• Government Reforms to the Equality Act 2010

    The Government has announced a raft of changes to the Equality Act 2010 (EqA) and the Equality and Human Rights Commission (EHRC). The Equality Act amendments follow examination of the legislation as part of the Government’s ‘red tape challenge’ and include a consultation on repealing employers’ liability for third party harassment. The Home Secretary and Minister for Women and Equalities, Theresa May, stated that ‘bureaucracy and prescription are not routes to equality’.

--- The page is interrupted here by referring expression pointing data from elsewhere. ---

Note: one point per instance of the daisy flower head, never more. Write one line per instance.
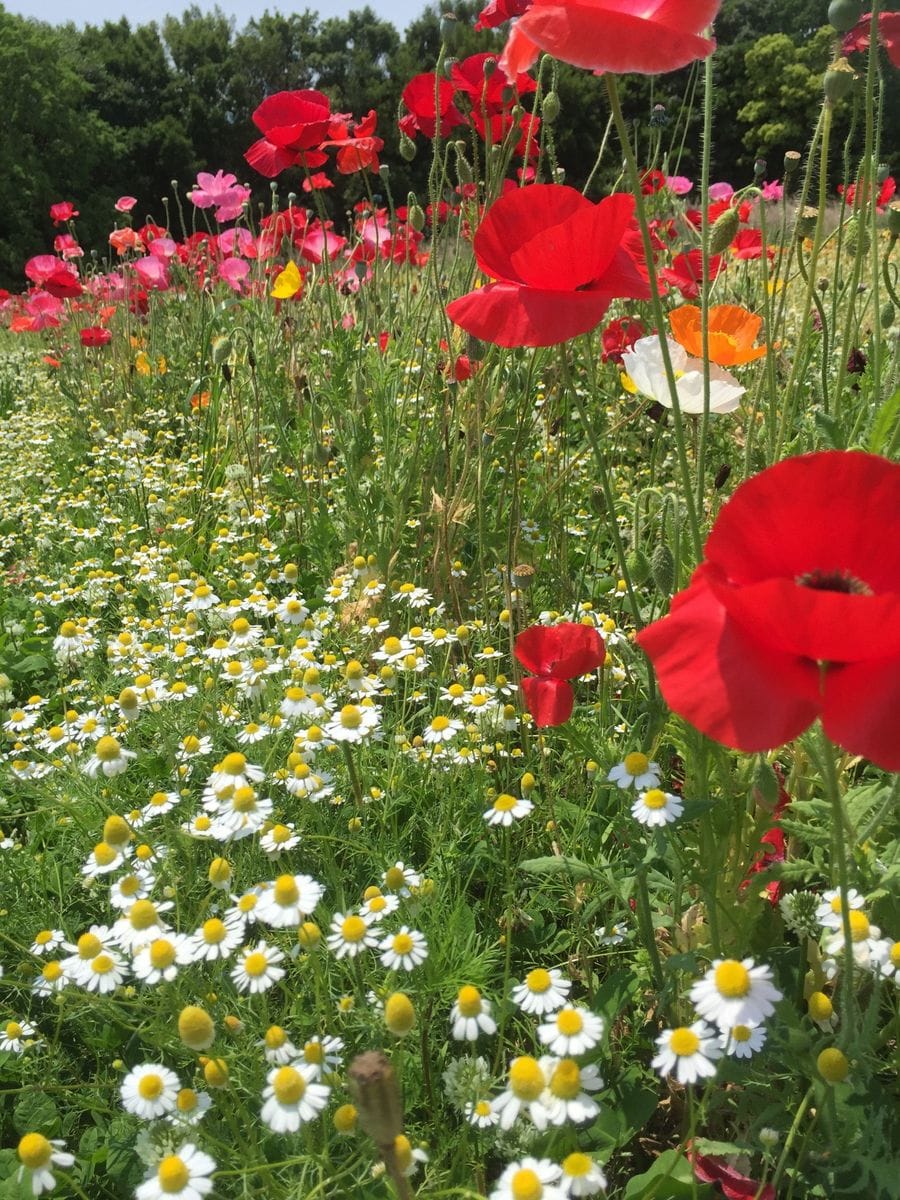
(635, 771)
(743, 1041)
(37, 1155)
(688, 1053)
(149, 1091)
(507, 809)
(288, 900)
(581, 1175)
(351, 935)
(657, 808)
(471, 1015)
(292, 1098)
(829, 912)
(258, 969)
(541, 991)
(571, 1031)
(184, 1175)
(531, 1179)
(733, 993)
(403, 951)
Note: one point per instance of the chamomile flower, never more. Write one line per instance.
(184, 1175)
(571, 1031)
(471, 1015)
(292, 1098)
(507, 809)
(149, 1091)
(37, 1155)
(581, 1175)
(351, 935)
(657, 808)
(743, 1041)
(531, 1179)
(288, 900)
(733, 993)
(635, 771)
(541, 991)
(258, 970)
(403, 951)
(688, 1053)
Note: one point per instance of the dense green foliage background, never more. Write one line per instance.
(89, 114)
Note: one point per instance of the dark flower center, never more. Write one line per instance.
(834, 581)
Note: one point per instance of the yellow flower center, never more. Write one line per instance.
(569, 1023)
(565, 1080)
(539, 981)
(526, 1078)
(655, 798)
(172, 1174)
(469, 1001)
(732, 979)
(35, 1151)
(288, 1085)
(683, 1042)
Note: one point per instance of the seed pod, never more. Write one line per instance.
(724, 231)
(663, 569)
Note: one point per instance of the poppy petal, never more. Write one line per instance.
(562, 652)
(726, 683)
(550, 701)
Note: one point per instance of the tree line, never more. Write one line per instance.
(94, 113)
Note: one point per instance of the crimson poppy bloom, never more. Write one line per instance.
(555, 654)
(795, 612)
(648, 37)
(293, 124)
(558, 261)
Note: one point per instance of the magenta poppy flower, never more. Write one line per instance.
(558, 261)
(795, 611)
(555, 654)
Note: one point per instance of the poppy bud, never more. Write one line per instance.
(663, 569)
(724, 231)
(838, 81)
(843, 15)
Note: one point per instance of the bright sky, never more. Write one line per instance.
(142, 12)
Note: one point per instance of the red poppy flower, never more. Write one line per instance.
(293, 124)
(559, 261)
(430, 101)
(643, 36)
(555, 654)
(795, 612)
(95, 335)
(687, 273)
(888, 35)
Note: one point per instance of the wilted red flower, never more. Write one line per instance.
(795, 612)
(612, 35)
(63, 211)
(619, 336)
(293, 124)
(555, 654)
(687, 273)
(430, 101)
(888, 35)
(558, 261)
(95, 335)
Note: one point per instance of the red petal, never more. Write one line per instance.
(563, 651)
(862, 709)
(723, 681)
(828, 511)
(550, 701)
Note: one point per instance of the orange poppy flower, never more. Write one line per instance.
(732, 333)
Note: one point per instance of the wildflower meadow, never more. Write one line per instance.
(450, 649)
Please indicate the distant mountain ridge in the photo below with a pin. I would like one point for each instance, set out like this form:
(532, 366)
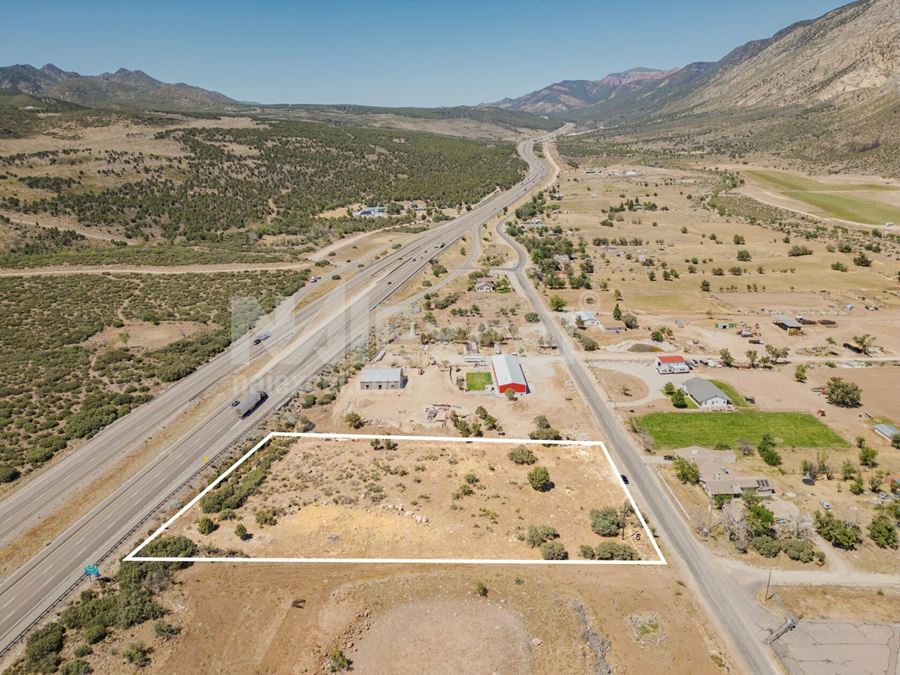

    The measures announced include:

    • consultation on repealing employers’ liability for third party harassment under S.40 EqA. The Government argues that employees are already adequately protected against such behaviour by employers’ common law duty to take reasonable care of the safety of their employees; employers’ duty under Health and Safety legislation to ensure, so far as is reasonably practicable, their employees’ health, safety and welfare at work; the Protection from Harassment Act 1997; constructive dismissal law; and, potentially, the protection from harassment provisions in S.26 EqA
    • consultation on repealing employment tribunals’ power in S. 124(3) EqA to make recommendations that apply to all an employer’s staff. The power was introduced into the EqA so that tribunals could make recommendations to address discrimination where a claimant had already left the workplace. However, the Government believes that the power is unlikely to serve a practical purpose or to be an appropriate or effective legal remedy
    • consultation on repealing S.138 EqA, which contains the statutory questionnaire procedure. The Government believes that this procedure has failed to increase pre-hearing settlements and reduce tribunal workloads, and has instead created burdens and risks for employers
    • reviewing the operation of the S.149 EqA public sector equality duty that requires public bodies to consider, among other things, the impact of their decisions on those who share a relevant protected characteristic such as sex or race
    • repealing the socio-economic duty contained in S.1 EqA, which would (if it had been brought into force) have obliged public bodies to have regard to the desirability of exercising their functions so as to reduce the inequalities of outcome which result from socio-economic disadvantage; and
    • working with the British Chambers of Commerce to help small and medium-sized companies understand what they do and do not need to do to comply with the EqA.

    The two consultations issued by the Government Equalities Office, ‘Equality Act 2010: consultation on repeal of two enforcement provisions’ and ‘Equality Act 2010: consultation on employer liability for harassment of employees by third parties’, close on 7 August 2012.

    The Government’s response to its 2011 consultation, ‘Building a fairer Britain: Reform of the Equality and Human Rights Commission’, sets out wide-ranging reforms to the EHRC, including scrapping some of its powers and duties under the Equality Act 2006 so that it can focus on its core functions. The Government believes the EHRC can ‘add value’ primarily as a national expert on equality and human rights issues and as a strategic enforcer of the law and guardian of rights. The EHRC will also be subject to tighter financial controls, and have a new Chairman and a new, smaller board. If the EHRC has not progressed sufficiently by autumn 2013 the Government will make further reforms, which may include splitting the EHRC’s responsibilities across new or existing bodies.